W Windhoek w Namibii odbyła się w dniach 20-22 lipca konferencja „Stop Cervical, Breast and Prostate Cancer in Africa”. Obecni na niej uczeni zauważyli, że w wielu rozwijających się krajach rak staje się coraz większym problemem. Przykładowo afrykańskie kobiety chorują bardzo często na raka piersi lub szyjki macicy.

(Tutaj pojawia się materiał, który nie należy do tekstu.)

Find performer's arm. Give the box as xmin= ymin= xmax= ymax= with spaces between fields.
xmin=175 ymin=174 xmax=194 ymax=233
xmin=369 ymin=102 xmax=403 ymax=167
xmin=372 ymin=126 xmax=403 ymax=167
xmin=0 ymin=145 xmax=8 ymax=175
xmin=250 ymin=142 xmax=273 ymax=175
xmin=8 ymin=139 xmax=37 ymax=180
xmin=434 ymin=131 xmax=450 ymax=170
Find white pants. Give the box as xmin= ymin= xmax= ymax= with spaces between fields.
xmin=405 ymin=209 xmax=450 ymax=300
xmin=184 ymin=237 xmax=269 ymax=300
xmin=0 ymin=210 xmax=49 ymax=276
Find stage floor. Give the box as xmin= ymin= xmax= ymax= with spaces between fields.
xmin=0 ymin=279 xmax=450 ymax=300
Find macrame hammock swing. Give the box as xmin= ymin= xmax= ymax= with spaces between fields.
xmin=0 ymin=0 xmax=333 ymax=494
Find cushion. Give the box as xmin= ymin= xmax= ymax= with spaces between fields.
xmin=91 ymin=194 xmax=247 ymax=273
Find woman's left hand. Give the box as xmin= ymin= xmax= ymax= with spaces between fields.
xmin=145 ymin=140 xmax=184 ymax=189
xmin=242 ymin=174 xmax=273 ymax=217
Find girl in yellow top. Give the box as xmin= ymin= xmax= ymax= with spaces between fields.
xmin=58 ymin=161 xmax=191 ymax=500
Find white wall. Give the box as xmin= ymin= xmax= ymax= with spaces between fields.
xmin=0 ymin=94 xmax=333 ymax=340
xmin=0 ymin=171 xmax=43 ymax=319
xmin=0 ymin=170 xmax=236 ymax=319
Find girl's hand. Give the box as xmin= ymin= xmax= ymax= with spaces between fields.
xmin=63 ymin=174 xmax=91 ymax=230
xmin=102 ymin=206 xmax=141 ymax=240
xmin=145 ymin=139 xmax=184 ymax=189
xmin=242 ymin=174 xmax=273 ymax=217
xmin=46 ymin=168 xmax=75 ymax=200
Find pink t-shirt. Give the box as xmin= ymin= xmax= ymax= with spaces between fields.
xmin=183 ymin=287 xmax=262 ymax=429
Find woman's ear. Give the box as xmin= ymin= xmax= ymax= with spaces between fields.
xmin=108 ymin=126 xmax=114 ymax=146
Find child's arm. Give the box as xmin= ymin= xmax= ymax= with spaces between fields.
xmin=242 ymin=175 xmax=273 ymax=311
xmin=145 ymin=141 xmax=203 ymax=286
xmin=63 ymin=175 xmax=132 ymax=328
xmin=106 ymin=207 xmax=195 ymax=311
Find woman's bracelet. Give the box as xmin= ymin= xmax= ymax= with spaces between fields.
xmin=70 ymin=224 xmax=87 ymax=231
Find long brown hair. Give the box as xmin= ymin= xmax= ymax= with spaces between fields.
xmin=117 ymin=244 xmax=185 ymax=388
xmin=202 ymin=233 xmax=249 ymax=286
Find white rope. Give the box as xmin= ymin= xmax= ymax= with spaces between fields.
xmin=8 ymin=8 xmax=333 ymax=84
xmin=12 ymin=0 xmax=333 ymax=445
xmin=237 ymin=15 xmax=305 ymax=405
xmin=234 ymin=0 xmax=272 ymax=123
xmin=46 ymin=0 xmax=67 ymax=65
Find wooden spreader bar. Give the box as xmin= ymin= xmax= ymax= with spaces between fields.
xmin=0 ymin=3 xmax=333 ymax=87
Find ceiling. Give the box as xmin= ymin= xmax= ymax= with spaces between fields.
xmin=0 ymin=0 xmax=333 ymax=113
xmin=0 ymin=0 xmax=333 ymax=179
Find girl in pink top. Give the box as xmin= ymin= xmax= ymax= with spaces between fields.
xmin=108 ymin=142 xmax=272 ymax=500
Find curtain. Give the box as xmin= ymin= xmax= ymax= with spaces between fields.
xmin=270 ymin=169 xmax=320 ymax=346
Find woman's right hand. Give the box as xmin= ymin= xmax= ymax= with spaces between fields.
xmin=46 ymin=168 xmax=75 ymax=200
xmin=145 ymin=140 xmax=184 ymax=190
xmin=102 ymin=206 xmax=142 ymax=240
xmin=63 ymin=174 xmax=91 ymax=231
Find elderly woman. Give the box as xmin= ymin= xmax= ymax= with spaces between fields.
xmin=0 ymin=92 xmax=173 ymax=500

Według uczonych w rozwoju raka systemu reprodukcyjnego bardzo dużą rolę odgrywają choroby przenoszone drogą płciową. Duże znaczenie ma także stosowanie doustnej antykoncepcji. Oba te czynniki mogą mieć wpływ szczególnie na młode osoby, które angażują się w kontakty seksualne w sposób bardziej bezmyślny, zwracając mniejszą uwagę na stan zdrowia partnerów oraz na rodzaj stosowanej antykoncepcji.

Doktor onkologii Thandeka Mazibuko powiedziała, że jeżeli 18-latka cierpi na raka szyjki macicy „to oznacza to, że seks jest ważną aktywnością w jej życiu, w którą zaangażowała się w młodym wieku”.